WHAT IS VISIBLE: Robert Lemay’s 20th anniversary show
Douglas Udell Gallery, Edmonton
Until October 15, 2005
By Gilbert A. Bouchard
Our postmodern era’s love of historic juxtaposition has proven to be a challenge for visual artists.
Suddenly freed from traditional constraints of highbrow art conventions, artists can now move between graphic realities and genres, copying and commenting from any and all visual art references — from sketches taken on a trip to Europe’s historic great galleries to lowbrow comic books and advertisements to images lifted off of the TV.
Ironically enough, many artists have reacted poorly to this surplus of sources. Traps include falling to pastiche, surface quotations or simply ignoring the aesthetic possibilities arising from wild visual choice and sticking doggedly (or even dogmatically) to a single, albeit limited, vocabulary choice, be it high modern abstracts or highly mannered pop culture collages.
Then you have artists like Edmonton’s Robert Lemay. This longtime, still-life painter represented by Douglas Udell Gallery (his 20-painting-strong 20th anniversary show What is Visible on exhibit October 1 - 15) manages to make the open-ended possibilities of postmodern/poststructuralist quotation work for him, but in a surprisingly subtle and beautifully old-school fashion.
Lemay deftly works in his wildly contrasting visual touchstones — paying homage to the brilliantly naturalistic (Baroque) art produced between 1600 to 1750 as well as to contemporary interior design — in a way that contains the contrasts in a highly crafted and highly mannered series of work while giving his sources enough intellectual room to develop on their own.

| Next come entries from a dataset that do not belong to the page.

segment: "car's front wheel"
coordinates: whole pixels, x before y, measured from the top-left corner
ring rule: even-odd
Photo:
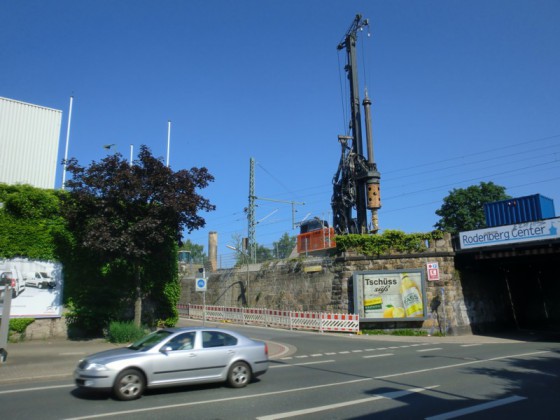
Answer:
[[[229,369],[227,381],[233,388],[243,388],[251,382],[251,368],[245,362],[235,362]]]
[[[142,372],[136,369],[126,369],[117,376],[113,392],[119,400],[130,401],[140,398],[145,387],[146,381]]]

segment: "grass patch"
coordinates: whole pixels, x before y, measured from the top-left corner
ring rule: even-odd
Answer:
[[[363,335],[398,335],[406,337],[421,337],[427,336],[428,333],[424,330],[413,330],[410,328],[403,330],[362,330]]]
[[[107,340],[111,343],[132,343],[148,333],[146,327],[137,327],[134,322],[113,321],[107,330]]]

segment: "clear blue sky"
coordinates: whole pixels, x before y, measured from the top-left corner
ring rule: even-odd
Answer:
[[[259,197],[331,219],[347,132],[344,52],[356,13],[360,82],[373,100],[380,228],[433,229],[453,188],[540,193],[560,213],[557,0],[12,0],[0,4],[0,96],[64,111],[83,165],[115,143],[170,166],[205,166],[217,206],[187,238],[247,235],[249,159]],[[363,95],[363,86],[361,89]],[[57,173],[60,184],[62,171]],[[291,206],[257,201],[259,244],[292,230]],[[224,262],[227,265],[227,261]]]

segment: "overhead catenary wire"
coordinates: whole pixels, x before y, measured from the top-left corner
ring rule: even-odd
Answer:
[[[492,143],[488,141],[487,143]],[[484,159],[477,159],[480,156],[487,156]],[[386,185],[386,195],[384,196],[384,208],[382,211],[385,214],[395,214],[403,211],[410,211],[412,209],[427,208],[433,205],[437,205],[442,202],[443,196],[446,195],[446,191],[453,188],[463,188],[468,183],[478,183],[480,181],[493,181],[500,185],[504,185],[507,191],[513,195],[511,191],[516,189],[521,189],[530,185],[544,184],[547,182],[555,182],[558,177],[551,177],[551,169],[554,168],[556,171],[556,164],[560,164],[560,134],[554,134],[550,136],[532,138],[527,140],[518,141],[513,144],[491,147],[488,149],[483,149],[479,151],[474,151],[466,154],[459,154],[455,156],[450,156],[442,159],[434,159],[430,162],[421,162],[416,165],[407,165],[406,174],[403,174],[403,168],[398,168],[395,170],[387,169],[385,173],[388,174],[385,177]],[[523,159],[518,159],[523,157]],[[539,160],[540,159],[540,160]],[[533,164],[526,164],[521,166],[520,161],[534,161]],[[453,163],[456,164],[453,164]],[[498,166],[508,165],[513,166],[514,169],[506,171],[490,171],[489,169],[496,169]],[[262,168],[264,169],[264,168]],[[454,179],[454,176],[464,175],[465,172],[470,174],[475,174],[474,176],[463,176],[459,179]],[[531,171],[532,173],[538,173],[546,171],[545,174],[548,176],[543,176],[536,178],[531,183],[517,181],[519,176]],[[273,176],[270,171],[268,175]],[[420,176],[421,175],[421,176]],[[433,175],[433,177],[430,177]],[[400,190],[396,191],[396,188],[401,188],[395,186],[397,181],[403,181],[405,179],[415,180],[422,178],[424,181],[432,179],[431,182],[426,184],[422,182],[422,186],[425,188],[410,188],[406,191]],[[508,182],[508,180],[510,182]],[[443,182],[442,182],[443,181]],[[513,182],[511,182],[513,181]],[[407,183],[408,187],[413,187],[413,183]],[[274,197],[285,197],[286,194],[297,194],[298,196],[305,197],[306,211],[312,212],[313,214],[324,214],[326,209],[329,208],[329,199],[325,200],[325,196],[330,197],[332,193],[332,185],[328,182],[321,185],[315,186],[303,186],[301,188],[291,189],[286,192],[287,188],[284,186],[283,192],[279,194],[270,193]],[[429,193],[442,191],[441,198],[436,200],[433,199],[433,195]],[[422,197],[422,193],[426,197]],[[267,192],[269,194],[269,192]],[[546,194],[545,194],[546,195]],[[420,196],[420,199],[410,200],[411,197]],[[399,205],[402,199],[408,199],[407,202],[410,205]],[[404,204],[404,203],[403,203]],[[261,204],[263,209],[266,206],[265,203]],[[238,220],[239,223],[243,223],[246,219],[241,217],[243,213],[230,213],[226,216],[220,216],[215,219],[217,223],[213,223],[211,226],[212,230],[220,230],[222,237],[226,238],[233,234],[244,234],[244,227],[238,226],[233,227],[232,222]],[[289,226],[290,218],[285,215],[280,216],[274,220],[267,220],[261,224],[261,230],[259,231],[258,243],[259,246],[269,247],[275,241],[277,241],[280,236],[286,232],[290,232]],[[435,220],[434,220],[435,222]],[[226,230],[222,230],[226,228]],[[266,229],[266,231],[265,231]],[[207,242],[207,236],[197,235],[201,243]],[[194,239],[191,234],[188,238]]]

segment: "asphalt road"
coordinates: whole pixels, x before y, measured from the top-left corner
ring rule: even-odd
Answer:
[[[243,389],[205,385],[116,401],[68,377],[2,383],[2,418],[557,418],[560,343],[387,338],[228,325],[278,345]],[[0,377],[2,376],[0,367]]]

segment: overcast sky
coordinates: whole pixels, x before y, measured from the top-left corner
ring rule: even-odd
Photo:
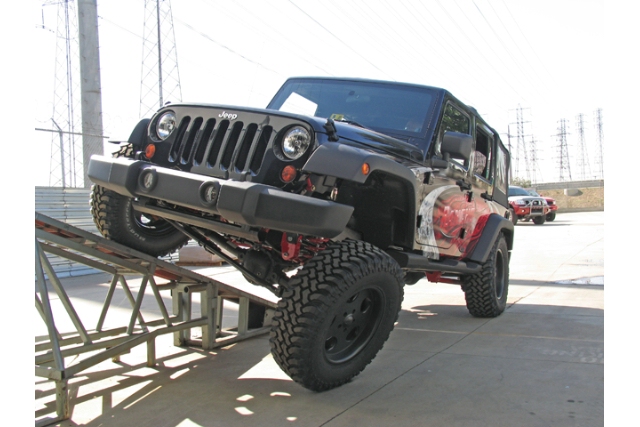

History lives and breathes in an engaged 21st century context in these high-veracity works while the modern touches are all lovingly grounded in their respective historical contexts.
Of course, this genre-busting reality is not totally an invention of our era. Lemay himself notes that his interest in the Baroque has everything to do with the fact that it was the time period when all our modern artistic genres emerged as separate realities along with the artistic dialogue that has defined their reality since.
Hence, understanding Baroque genres and quoting them in enough clarity in a pomo context is an easy way of deconstructing the core idea of genre in full cross-history context, or rather allowing the work to gently deconstruct itself. (This theoretical layering sits in the title of the show: a quote from the writing of John “Ways of Seeing” Berger, a commentator who asserted that Baroque painting was a great leap forward in depicting the hard and fast realities of an increasingly materialistic 17th century world. It doesn’t take too much of a stretch to see how cleanly that great paradigm shift applies to our own object-oriented and complex era.)
While past shows of Lemay’s have riffed off of openly consumer-oriented Baroque traits like the deployment of luxurious draperies and table covers matched by exuberant, overflowing mounds of cut flowers and produce, this particular show sees him playing in a more openly self-referential manner.
These are far more ‘dramatic’ works boasting simple arrangements of dramatically lit flowers, vases and fruit on stark brown-black backgrounds. The effect is as if the objects were being lit in an artificial black-box theatre fashion, creating work-aware-of-being-work (after all, what is more ‘staged’ than a still life) that revels in its modern esthetic owing as much to contemporary photography and fancy design magazines as early Spanish still-life artists.
These stark and pared-down compositions — some with only a single blossom — also embrace the self-awareness of spirituality, aiming both for the ideal of Zen simplicity and controlled contemplation as it does the more Christian-friendly concept of the religious altar-piece and the deep western interconnections between theatre, visual art and religion. (Again, connections that just wait to be plucked from the work rather than being forced into being: Lemay’s work while endlessly eloquent pointedly skirts the didactic.)
Lastly, Lemay openly addresses the postmodern in a newish array of highly contemporary fragmented images he calls the "Matrix" series: simple still-life compositions of flowers or fruit daringly (for him) broken up over six to 12 smaller canvases. This process calls attention to the painterly reality of the work by eschewing any easy naturalism and allows more-abstract-than-not effects (Lemay opens up the work to maximum viewer participation by inviting the future owners of the work to experiment with different hanging arrays).
Ultimately all still lifes, heck all art, is created in the viewer’s mind, an issue Lemay forces — in his typically low-key fashion — with these Matrix works. Truly this underlines both his radical openness vis-a-vis influences as well as demonstrating his ever-growing self-confidence as an artist.